Monte Carlo calculations of nuclear reactions in the low-energy ($E<\mathrm{}50\mathrm{}$ Mev) region are described. The calculations are based on the nuclear evaporation model of Weisskopf. Continuum theory was used for the calculation of inverse reaction cross sections. In the calculation of the level densities of excited nuclei, pairing and shell energy corrections were used in terms of characteristic level displacements. The accurate equation rather than the approximate Maxwell distribution was used for the selection of the kinetic energy of the evaporated particle. Experimentally determined $Q$-values for the various reactions were used.
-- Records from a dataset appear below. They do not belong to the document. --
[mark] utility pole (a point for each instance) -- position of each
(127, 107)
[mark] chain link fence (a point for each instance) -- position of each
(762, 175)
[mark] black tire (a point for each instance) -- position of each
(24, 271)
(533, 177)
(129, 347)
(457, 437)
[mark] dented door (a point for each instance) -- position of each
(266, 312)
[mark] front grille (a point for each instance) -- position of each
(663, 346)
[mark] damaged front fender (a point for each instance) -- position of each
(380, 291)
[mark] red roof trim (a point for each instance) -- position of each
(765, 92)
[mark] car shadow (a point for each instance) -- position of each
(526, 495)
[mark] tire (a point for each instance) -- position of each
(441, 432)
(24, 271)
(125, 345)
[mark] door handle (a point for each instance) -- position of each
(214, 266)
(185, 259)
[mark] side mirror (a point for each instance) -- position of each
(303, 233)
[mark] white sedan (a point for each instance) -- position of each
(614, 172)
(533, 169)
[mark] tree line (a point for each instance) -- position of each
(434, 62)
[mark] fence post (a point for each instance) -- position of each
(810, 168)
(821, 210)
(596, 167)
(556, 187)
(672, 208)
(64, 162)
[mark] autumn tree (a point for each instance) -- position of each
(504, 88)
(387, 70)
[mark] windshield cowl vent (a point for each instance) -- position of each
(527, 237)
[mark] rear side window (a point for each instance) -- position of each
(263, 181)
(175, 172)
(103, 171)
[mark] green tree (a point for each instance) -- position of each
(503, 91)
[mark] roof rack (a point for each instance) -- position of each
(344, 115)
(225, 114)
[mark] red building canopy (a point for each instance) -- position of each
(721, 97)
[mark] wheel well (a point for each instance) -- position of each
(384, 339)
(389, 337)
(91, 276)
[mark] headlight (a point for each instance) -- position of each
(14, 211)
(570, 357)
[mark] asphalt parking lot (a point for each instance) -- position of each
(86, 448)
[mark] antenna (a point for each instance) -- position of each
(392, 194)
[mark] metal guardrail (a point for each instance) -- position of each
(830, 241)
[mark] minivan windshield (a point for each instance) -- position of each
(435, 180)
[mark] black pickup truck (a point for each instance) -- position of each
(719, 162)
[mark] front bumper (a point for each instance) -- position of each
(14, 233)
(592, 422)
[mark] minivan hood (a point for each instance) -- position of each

The calculations are compared with experimental measurements for about 60 excitation functions of nuclear reactions in the mass range ${\mathrm{Cr}}^{50}$-${\mathrm{Se}}^{74}$. Cameron's values for pairing energies were used at the outset; but a new set of pairing and shell energy correction values, which leads to substantially improved agreement with the experimental curves, is presented. The procedure which was used to arrive at this set is described and several features of the set are discussed. The need for a further downward correction of the level density of symmetrical ($A=2Z$) nuclei is indicated. Computed excitation functions are shown for all the reactions studied as well as for several reactions for which experimental data are not yet available. Further experiments on reaction cross sections are suggested which would allow a unique determination of the pairing and shell energy corrections of level densities for any value of $Z$ and $N$ in the region under discussion. The existence of a unique set of these correction terms would provide strong evidence for the validity of evaporation theory for the reactions considered.